Sunday, January 4, 2015

Scott Aaronson's Brilliant Dispatching Of "Patriarchy"

A Facebook friend pointed me at Scott Aaronson's latest response to the Penny/Marcotte attacks, and I must say, it contains a fantastic response to Penny's assertion that his problem is due to "Patriarchy". I quote the grafs in full from his Dec. 31 update (emboldening, as ever, all mine):
I struggle always to be ready to change my views in light of new arguments and evidence. After reflecting on the many thoughtful comments here, there are two concessions that I’m now willing to make.

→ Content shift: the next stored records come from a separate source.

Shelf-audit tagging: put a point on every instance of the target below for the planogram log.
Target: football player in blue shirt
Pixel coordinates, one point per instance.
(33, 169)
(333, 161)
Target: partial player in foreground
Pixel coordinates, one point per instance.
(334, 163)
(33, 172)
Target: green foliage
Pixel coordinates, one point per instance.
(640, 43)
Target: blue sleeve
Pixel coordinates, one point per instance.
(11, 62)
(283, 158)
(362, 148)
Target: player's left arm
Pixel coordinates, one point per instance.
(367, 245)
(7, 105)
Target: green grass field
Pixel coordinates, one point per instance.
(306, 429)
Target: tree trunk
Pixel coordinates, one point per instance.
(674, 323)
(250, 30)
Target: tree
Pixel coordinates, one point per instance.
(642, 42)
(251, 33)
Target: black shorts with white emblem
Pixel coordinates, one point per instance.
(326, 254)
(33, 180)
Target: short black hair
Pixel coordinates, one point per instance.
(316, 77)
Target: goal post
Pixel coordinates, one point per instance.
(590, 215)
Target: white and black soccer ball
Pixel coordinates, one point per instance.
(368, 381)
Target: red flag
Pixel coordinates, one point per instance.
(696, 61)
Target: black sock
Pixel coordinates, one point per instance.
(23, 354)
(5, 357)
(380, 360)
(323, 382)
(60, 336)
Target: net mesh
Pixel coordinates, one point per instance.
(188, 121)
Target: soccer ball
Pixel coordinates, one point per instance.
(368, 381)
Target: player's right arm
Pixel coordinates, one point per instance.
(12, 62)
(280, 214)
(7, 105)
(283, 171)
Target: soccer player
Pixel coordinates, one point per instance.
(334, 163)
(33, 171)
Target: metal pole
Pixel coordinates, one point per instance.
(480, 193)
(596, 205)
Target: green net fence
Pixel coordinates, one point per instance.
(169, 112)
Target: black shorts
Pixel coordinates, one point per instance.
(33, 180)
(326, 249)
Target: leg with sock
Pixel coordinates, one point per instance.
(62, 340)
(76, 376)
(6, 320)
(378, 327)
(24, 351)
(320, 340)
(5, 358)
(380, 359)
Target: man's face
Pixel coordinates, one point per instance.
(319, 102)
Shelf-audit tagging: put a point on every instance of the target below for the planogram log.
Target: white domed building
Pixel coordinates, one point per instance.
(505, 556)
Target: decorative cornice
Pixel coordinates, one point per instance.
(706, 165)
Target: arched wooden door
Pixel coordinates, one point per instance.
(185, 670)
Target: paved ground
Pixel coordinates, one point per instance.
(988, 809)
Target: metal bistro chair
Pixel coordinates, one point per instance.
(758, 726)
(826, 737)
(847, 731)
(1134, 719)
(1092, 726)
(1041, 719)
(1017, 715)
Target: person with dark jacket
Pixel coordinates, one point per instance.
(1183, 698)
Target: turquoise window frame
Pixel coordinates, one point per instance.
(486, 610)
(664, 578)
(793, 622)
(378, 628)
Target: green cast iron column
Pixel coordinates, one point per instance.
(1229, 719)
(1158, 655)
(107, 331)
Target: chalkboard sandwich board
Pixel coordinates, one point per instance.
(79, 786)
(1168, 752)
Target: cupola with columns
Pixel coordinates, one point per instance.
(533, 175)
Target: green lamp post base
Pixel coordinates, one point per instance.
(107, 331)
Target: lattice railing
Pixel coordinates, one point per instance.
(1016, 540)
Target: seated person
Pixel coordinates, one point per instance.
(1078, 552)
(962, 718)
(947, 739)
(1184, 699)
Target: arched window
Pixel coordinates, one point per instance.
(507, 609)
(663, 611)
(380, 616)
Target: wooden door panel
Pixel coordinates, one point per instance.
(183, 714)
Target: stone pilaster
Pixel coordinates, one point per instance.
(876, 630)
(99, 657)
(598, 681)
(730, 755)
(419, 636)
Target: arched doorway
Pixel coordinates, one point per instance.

The first concession is that, as Laurie Penny maintained, my problems weren’t caused by feminism, but rather by the Patriarchy. One thing I’ve learned these last few days is that, as many people use it, the notion of “Patriarchy” is sufficiently elastic as to encompass almost anything about the relations between the sexes that is, or has ever been, bad or messed up—regardless of who benefits, who’s hurt, or who instigated it. So if you tell such a person that your problem was not caused by the Patriarchy, it’s as if you’ve told a pious person that a certain evil wasn’t the Devil’s handiwork: the person has trouble even parsing what you said, since within her framework, “evil” and “Devil-caused” are close to synonymous. If you want to be understood, far better just to agree that it was Beelzebub and be done with it. This might sound facetious, but it’s really not: I believe in the principle of always adopting the other side’s terms of reference, whenever doing so will facilitate understanding and not sacrifice what actually matters to you.

Smash the Patriarchy!
 So, in one quick graf, he observes that
  1. "Patriarchy" is a religious tenet, and
  2. better to pay homage to it and get on with your life.
 Which is to say, of course, he gives Penny and Marcotte the same exact due one gives Scientologists, phrenologists, and voodoo practitioners. It marks Aaronson as a man of flexible intellect and reason, unlike the retrograde savages decrying him. It reminds me of H.L. Mencken's essay, "Martyrs":

...[I]t seems to me sheer vanity for any man to hold his religious views too firmly, or to submit to any inconvenience on account of them. It is far better, if they happen to offend, to conceal them discreetly, or to change them amiably as the delusions of the majority change. My own views in this department, being wholly skeptical and tolerant, are obnoxious to the subscribers to practically all other views; even atheists sometimes denounce me. At the moment, by an accident of American political history, these dissenters from my theology are forbidden to punish me for not agreeing with them. But at any succeeding moment some group or other among them may seize such power and proceed against me in the immemorial manner. If it ever happens, I give notice here and now that I shall get converted to their nonsense instantly, and so retire to safety with my right thumb laid against my nose and my fingers waving like wheat in the wind. I d do it even to-day, if there were any practical advantage in it. Offer me a case of Rauenthaler 1903, and I engage to submit to baptism by any rite ever heard of, provided it does not expose my gothic nakedness. Make it ten cases, and I'll agree to be both baptized and confirmed. In such matters I am broad-minded. What, after all, is one more lie?
Just so. The ball's in your court, Ms. Marcotte.